Like I said in that thread, I am an agnostic on paper. My guts believe in God but my guts don't exactly have the best track record (see: had only boy names picked out for Thing 1 due to "mother's intuition," only to have to come up with a girl name in a hurry when that intuition proved shitty). I enjoy being part of a faith community that is populated with people who are similarly unsure (and similarly comfortable with their unsureness).
A conversation came up between Thing 1 (my daughter, who is 7 years old) and me yesterday. She said "Mom, did you know that God made Adam and then he made Eve out of one of Adam's ribs? Isn't that weird?"
I said "Yes, that's how the old story goes, but did you know that some people think maybe the story doesn't really mean what it seems to mean? Maybe the story is a way to get us thinking about what it means to be human."
She answered "Oh, I'm not one of those people."
"One of which people?"
"One of the people who doesn't believe the story!"
I wasn't quite sure how to proceed. I said something like "Thinking the story has a deeper meaning doesn't mean you don't believe it. It just means you don't think it has to be literal." (We've been discussing the difference between figurative and literal lately and I think she gets it.)
She may not be quite ready for "layers of meaning" yet, but I'm not content to encourage her to either 1) discard the old stories that have meaning to our family, even if they're not literal meaning, or 2) believe something I don't think literally happened. I am looking for some way to strike a balance.

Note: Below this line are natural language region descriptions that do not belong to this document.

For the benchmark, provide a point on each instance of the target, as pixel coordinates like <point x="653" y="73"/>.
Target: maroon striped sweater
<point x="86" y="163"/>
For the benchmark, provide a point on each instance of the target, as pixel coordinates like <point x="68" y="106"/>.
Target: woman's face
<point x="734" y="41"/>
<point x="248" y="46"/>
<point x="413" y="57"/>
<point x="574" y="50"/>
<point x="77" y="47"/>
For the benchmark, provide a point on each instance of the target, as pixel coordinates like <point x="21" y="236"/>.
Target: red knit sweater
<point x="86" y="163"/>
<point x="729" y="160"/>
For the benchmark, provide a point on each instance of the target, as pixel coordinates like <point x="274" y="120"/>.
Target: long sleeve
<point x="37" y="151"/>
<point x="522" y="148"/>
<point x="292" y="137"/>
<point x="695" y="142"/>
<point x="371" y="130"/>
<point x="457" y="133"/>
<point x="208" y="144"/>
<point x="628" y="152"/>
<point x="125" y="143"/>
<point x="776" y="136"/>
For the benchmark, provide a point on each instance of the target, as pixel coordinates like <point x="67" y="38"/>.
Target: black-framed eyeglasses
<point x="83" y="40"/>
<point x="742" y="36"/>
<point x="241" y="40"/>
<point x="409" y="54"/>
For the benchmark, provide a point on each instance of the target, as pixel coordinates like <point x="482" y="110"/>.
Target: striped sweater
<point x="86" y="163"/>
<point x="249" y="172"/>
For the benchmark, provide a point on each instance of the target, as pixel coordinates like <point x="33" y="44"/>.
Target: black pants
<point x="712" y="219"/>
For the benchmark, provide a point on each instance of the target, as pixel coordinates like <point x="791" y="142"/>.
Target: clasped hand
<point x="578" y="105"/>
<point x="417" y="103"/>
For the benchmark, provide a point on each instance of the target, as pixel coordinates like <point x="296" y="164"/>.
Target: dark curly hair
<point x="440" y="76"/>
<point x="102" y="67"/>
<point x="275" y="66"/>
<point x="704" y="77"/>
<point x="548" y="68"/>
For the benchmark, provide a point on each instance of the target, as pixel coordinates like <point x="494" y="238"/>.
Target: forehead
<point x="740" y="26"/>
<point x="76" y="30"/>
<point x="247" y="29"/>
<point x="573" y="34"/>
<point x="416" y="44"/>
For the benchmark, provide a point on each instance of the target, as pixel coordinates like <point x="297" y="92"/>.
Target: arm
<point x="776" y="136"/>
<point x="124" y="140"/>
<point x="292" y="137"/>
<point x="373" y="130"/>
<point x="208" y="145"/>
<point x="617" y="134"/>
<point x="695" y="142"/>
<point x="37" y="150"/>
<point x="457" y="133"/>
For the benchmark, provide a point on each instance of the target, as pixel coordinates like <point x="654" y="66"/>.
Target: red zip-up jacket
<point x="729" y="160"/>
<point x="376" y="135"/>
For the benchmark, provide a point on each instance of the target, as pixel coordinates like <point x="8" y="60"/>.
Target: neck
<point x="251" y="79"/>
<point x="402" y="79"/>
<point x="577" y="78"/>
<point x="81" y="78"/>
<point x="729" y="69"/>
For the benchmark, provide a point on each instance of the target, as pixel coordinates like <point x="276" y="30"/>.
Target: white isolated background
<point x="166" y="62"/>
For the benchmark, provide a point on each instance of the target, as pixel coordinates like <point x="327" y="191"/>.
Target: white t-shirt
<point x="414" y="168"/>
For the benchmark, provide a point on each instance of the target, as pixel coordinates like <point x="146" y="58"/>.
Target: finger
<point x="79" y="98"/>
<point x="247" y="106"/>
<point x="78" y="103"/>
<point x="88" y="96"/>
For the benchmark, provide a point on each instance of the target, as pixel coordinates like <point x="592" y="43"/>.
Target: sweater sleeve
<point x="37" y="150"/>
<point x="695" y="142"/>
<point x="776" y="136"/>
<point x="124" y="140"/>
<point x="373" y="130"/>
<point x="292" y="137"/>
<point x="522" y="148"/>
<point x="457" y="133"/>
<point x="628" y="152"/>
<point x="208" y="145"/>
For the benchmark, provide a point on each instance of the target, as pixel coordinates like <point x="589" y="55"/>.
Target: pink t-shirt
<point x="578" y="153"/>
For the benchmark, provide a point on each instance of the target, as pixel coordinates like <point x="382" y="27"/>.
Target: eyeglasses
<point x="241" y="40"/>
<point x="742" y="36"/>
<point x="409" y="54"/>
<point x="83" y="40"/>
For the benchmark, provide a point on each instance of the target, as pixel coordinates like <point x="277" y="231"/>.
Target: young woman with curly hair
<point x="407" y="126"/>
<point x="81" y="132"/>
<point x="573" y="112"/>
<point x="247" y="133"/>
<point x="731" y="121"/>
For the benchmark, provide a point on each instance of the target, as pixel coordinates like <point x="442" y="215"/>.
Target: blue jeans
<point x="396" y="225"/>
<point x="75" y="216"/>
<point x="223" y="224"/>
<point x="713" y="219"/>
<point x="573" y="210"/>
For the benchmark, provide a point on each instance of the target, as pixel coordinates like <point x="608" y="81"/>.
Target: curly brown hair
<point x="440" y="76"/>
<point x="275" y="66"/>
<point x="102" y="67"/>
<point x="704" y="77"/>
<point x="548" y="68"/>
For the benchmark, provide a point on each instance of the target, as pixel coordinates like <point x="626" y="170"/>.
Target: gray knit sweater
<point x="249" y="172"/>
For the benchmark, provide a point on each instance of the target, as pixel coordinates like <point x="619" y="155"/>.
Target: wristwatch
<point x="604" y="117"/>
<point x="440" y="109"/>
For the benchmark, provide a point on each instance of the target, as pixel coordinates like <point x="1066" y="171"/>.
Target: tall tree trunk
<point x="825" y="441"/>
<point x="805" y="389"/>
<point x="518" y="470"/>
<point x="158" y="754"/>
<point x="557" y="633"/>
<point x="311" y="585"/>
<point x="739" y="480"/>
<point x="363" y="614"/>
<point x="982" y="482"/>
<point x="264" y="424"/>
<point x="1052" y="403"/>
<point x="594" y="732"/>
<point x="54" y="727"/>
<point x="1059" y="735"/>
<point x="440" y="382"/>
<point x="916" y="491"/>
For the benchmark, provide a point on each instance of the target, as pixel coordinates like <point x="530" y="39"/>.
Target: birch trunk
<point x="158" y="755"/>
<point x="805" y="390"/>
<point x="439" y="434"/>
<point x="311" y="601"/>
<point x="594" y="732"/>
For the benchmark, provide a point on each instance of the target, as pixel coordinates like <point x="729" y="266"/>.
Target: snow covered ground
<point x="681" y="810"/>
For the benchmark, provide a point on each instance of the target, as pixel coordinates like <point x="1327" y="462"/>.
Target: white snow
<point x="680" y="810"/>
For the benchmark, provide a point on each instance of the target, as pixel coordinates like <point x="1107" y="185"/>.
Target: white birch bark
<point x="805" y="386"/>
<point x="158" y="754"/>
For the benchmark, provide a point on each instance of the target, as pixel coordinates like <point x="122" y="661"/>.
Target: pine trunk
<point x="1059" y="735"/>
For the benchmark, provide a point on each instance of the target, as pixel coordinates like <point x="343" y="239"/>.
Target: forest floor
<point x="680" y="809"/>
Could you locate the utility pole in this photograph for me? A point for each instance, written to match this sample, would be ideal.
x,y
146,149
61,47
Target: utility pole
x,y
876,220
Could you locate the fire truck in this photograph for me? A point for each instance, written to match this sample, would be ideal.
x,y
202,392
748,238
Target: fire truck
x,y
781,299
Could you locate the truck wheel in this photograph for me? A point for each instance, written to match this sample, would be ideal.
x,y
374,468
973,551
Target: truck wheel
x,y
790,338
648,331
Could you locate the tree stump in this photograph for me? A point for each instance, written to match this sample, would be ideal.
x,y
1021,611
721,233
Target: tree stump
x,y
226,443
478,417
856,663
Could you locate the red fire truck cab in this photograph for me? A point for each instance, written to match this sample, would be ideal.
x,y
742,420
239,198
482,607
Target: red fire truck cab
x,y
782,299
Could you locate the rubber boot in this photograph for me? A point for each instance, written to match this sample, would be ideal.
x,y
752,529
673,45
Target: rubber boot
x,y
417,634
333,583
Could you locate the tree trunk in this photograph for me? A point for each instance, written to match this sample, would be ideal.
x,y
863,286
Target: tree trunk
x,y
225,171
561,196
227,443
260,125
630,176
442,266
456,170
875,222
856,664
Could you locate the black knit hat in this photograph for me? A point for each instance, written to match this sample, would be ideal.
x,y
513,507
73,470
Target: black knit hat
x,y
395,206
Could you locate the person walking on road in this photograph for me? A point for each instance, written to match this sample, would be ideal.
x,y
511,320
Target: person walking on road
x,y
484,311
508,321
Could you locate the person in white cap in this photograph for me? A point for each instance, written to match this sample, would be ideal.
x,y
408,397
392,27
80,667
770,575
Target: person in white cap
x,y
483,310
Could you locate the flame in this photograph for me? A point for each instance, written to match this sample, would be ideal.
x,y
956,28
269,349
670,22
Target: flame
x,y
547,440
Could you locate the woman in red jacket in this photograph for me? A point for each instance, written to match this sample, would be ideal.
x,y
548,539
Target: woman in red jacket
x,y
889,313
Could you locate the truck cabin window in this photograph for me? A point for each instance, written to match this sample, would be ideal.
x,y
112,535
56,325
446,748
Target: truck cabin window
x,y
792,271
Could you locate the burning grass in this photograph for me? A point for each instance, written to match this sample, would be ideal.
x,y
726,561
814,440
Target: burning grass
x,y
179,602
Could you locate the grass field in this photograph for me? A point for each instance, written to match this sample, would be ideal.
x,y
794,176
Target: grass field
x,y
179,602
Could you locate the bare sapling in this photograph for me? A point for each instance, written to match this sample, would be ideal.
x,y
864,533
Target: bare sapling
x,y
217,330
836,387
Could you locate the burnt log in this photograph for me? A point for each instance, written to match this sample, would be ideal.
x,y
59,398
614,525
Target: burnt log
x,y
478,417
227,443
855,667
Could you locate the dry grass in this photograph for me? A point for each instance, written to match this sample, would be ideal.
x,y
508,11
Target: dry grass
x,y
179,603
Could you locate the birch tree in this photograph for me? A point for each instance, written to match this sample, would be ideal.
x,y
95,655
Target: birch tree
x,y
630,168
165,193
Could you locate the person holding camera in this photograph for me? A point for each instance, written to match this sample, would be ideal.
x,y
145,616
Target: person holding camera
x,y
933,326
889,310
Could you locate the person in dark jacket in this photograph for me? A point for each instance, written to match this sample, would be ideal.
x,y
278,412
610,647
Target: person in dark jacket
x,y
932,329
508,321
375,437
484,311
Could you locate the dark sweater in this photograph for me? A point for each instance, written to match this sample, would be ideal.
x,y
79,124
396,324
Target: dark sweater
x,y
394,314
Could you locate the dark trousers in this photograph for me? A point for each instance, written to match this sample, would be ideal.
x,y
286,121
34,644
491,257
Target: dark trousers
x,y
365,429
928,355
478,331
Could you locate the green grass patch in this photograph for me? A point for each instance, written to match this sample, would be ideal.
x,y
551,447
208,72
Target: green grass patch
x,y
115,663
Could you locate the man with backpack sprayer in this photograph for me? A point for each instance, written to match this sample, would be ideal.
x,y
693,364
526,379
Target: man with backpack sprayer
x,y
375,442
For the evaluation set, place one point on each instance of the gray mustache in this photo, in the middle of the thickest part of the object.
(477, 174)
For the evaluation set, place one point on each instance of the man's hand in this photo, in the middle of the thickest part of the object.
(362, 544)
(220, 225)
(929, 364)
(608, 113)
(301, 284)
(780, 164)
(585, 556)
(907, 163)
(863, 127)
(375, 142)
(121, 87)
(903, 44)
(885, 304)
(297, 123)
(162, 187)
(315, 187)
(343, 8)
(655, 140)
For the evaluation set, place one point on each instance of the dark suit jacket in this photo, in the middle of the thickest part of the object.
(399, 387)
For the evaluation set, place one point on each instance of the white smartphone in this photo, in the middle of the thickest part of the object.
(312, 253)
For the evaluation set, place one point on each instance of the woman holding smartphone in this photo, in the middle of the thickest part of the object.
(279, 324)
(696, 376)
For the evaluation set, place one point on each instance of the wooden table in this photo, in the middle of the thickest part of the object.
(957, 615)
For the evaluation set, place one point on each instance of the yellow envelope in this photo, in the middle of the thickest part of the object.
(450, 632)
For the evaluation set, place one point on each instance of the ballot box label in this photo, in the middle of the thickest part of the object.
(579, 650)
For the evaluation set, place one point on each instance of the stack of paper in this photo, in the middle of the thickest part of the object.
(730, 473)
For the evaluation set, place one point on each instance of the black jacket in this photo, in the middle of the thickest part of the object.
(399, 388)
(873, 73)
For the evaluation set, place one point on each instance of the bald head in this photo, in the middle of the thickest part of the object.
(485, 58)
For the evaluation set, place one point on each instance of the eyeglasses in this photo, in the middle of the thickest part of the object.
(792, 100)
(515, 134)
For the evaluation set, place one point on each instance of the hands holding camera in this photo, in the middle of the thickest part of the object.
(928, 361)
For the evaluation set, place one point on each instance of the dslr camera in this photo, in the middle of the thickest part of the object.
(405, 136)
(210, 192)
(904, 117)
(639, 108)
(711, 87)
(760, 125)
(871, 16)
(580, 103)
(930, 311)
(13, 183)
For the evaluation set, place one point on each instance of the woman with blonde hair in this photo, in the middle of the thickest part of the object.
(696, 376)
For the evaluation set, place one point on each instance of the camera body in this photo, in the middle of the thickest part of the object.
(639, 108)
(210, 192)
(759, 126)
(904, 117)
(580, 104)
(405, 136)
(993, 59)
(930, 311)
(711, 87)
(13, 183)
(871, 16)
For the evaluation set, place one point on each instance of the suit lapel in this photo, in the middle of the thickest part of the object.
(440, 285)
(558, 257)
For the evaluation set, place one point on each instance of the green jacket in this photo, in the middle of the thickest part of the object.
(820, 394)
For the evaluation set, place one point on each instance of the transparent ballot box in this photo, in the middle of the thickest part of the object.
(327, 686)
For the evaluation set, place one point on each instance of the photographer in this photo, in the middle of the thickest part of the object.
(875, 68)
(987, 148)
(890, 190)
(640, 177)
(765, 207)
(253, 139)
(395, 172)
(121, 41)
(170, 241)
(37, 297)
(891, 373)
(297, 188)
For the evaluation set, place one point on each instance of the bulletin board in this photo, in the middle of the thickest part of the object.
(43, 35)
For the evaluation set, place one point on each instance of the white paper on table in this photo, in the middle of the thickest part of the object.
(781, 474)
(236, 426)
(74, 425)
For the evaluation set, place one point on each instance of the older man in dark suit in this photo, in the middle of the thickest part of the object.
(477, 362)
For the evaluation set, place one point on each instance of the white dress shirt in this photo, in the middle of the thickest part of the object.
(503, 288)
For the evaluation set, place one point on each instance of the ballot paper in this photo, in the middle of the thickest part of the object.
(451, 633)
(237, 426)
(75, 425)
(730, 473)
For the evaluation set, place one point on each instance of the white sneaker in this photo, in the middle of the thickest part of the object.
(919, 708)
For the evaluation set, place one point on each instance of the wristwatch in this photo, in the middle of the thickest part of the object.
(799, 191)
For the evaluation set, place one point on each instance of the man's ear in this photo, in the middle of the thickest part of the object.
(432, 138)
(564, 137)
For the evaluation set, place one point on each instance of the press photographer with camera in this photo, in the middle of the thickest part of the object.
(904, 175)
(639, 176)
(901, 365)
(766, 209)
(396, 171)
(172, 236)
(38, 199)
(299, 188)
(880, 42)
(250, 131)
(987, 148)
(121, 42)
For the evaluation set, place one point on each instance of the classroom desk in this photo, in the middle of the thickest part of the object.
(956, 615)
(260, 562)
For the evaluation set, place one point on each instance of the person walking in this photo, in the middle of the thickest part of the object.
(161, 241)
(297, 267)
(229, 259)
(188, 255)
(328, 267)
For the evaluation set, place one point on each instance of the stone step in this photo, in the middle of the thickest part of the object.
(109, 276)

At this point, I'm taking the tack of giving her all the opinions I know of about how to think about this kind of shit, letting her know which one is my opinion, but not giving her the impression she has to agree with me. It's probably confusing to a kid. I guess I'm okay with a little confusion-- I prefer it to absolute certainty, for myself. This IS something I want to raise my children to understand: that this stuff is not always black and white, that there are layers of meaning in nearly everything humans think and believe, and that we can think about things in more than one way and still be intellectually honest.
Am I shortchanging them? (Loaded question, I know-- be honest!)